It is known that grain is degraded as a result of falling at high velocity. The damage occurs both during fall in a downwardly inclined conduit, as well as upon impact after discharge from the conduit. The damage is apparently caused by particle-to-conduit abrasion and particle-to-particle impact, and causes fines and dust.
It is also known that there exists a particular fall velocity above which the affect on the quality and value of the grain becomes unacceptable. This "damaging velocity" can vary with the type and density of the grain, its dryness, and the type of conduit, but in many cases it is in the vicinity of about 1600 feet per minute. If in falling through a conduit the velocity of the grain exceeds the threshold of damage rate for that stream, grain quality is affected to an unacceptable degree.
The velocity increase is of course most rapid in a vertical conduit, but even in a slanting conduit, velocities of several hundred feet per minute are attained in a few feet. A free-falling stream tends to reach a terminal velocity because the air currents cause turbulence within an unconfined stream; but streams in conduits can reach velocities well above terminal velocities upon discharge. In a long conduit, velocity of the stream can exceed even two thousand feet per minute. The damaging value is apparently not highly dependent on the angulation of the conduit; that is, the damaging velocity is roughly the same for a given stream whether it is falling in a vertical conduit or an angulated conduit.
For a given type of grain, a velocity of 1600 feet per minute, which as noted is the approximate damaging velocity in many cases, may be attained in a vertical spout in roughly a 12 foot drop; in a spout angulated at 30.degree. to vertical, that damaging velocity is attained in a run about 18 feet long (corresponding to a 15 foot drop); and in a spout which is angulated at 45.degree. that damaging velocity is attained in a spout about 33 feet long. It will be appreciated that conduits of those lengths or more are common in most grain handling facilities. The same phenomenon of unreasonable damage to the material as the result of high conduit velocities also arises with other materials than grain, although it is most important in respect to grain because of the relative frangibility and layered structure of grain kernels.

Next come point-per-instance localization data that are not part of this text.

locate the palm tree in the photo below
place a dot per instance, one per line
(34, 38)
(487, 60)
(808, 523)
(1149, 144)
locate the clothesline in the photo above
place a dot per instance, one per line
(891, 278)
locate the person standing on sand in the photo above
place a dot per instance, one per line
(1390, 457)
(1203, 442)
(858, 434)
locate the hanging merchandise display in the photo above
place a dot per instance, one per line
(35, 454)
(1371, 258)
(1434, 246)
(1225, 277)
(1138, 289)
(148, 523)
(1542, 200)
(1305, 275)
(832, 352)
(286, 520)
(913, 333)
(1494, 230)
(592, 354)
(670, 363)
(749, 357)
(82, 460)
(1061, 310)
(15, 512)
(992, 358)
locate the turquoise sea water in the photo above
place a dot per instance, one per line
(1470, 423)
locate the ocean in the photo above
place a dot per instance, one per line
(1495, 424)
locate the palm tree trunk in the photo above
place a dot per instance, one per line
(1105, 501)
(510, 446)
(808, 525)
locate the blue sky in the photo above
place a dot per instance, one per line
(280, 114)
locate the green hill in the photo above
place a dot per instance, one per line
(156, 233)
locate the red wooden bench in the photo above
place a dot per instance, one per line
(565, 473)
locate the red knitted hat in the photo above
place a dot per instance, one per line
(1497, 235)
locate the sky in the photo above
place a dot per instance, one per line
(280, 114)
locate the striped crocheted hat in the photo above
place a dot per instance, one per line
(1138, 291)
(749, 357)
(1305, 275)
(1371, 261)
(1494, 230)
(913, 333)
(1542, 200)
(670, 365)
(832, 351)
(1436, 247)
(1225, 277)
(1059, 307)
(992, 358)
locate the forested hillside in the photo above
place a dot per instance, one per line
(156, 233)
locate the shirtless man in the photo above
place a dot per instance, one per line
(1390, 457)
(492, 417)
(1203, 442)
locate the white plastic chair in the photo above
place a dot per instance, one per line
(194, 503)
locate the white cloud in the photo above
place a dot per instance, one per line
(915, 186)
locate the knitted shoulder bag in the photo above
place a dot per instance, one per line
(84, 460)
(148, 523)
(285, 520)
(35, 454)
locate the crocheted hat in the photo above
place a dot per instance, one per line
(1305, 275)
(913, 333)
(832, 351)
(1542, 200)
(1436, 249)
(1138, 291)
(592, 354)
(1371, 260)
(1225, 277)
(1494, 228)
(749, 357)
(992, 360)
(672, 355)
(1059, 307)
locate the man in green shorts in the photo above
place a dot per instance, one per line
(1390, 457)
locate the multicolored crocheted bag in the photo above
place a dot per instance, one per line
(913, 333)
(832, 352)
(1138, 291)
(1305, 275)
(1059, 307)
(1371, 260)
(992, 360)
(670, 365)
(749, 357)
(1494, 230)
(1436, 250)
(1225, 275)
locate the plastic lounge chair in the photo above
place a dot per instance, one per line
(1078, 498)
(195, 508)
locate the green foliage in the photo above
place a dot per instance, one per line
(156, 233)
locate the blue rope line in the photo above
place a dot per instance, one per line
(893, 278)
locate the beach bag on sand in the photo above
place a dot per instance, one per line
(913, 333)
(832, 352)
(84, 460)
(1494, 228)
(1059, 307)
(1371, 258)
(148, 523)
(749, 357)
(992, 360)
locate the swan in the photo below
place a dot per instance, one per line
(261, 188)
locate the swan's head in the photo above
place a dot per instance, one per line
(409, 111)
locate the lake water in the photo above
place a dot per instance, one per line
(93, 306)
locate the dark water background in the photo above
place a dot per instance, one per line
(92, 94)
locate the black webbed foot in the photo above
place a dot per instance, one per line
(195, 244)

To prevent a falling particulate stream from exceeding damaging velocity, the most straightforward approach is to limit the distance of the drop or to angulate the conduit so that the velocity increase is less. However, it is difficult to avoid the need for a substantial elevation change in many instances, as for example in loading grain into the hold of a ship.
It is also possible to impose a flow restrictor in the path of the falling grain to slow its passage. So called "dead boxes" are known for that purpose, which comprise a narrow fixed throat section which can be mounted directly in the conduit. However, dead boxes are really effective only in those situations where the grain flow rate (i.e., bushels per hour) is constant within a relatively small range and where there are no "surges." That is not usually the case. In the general situation, surges--abrupt increases in flow rate, followed by decreases--occur repeatedly. Surging occurs, for example, when a conveyor bucket empties into the upper end of the spout; a period of lower flow may follow, until another bucket refills the chute. Non-uniform moisture content is another cause of surges.
I have observed that where the flow is uneven, use of a fixed restrictor to retard flow is of little effect. In periods of low flow rate, the small stream passes almost unrestrained through the throat opening; and at periods of heavy flow, a "head" of grain builds up rapidly above the throat. This can cause bridging or clogging which can choke off flow completely.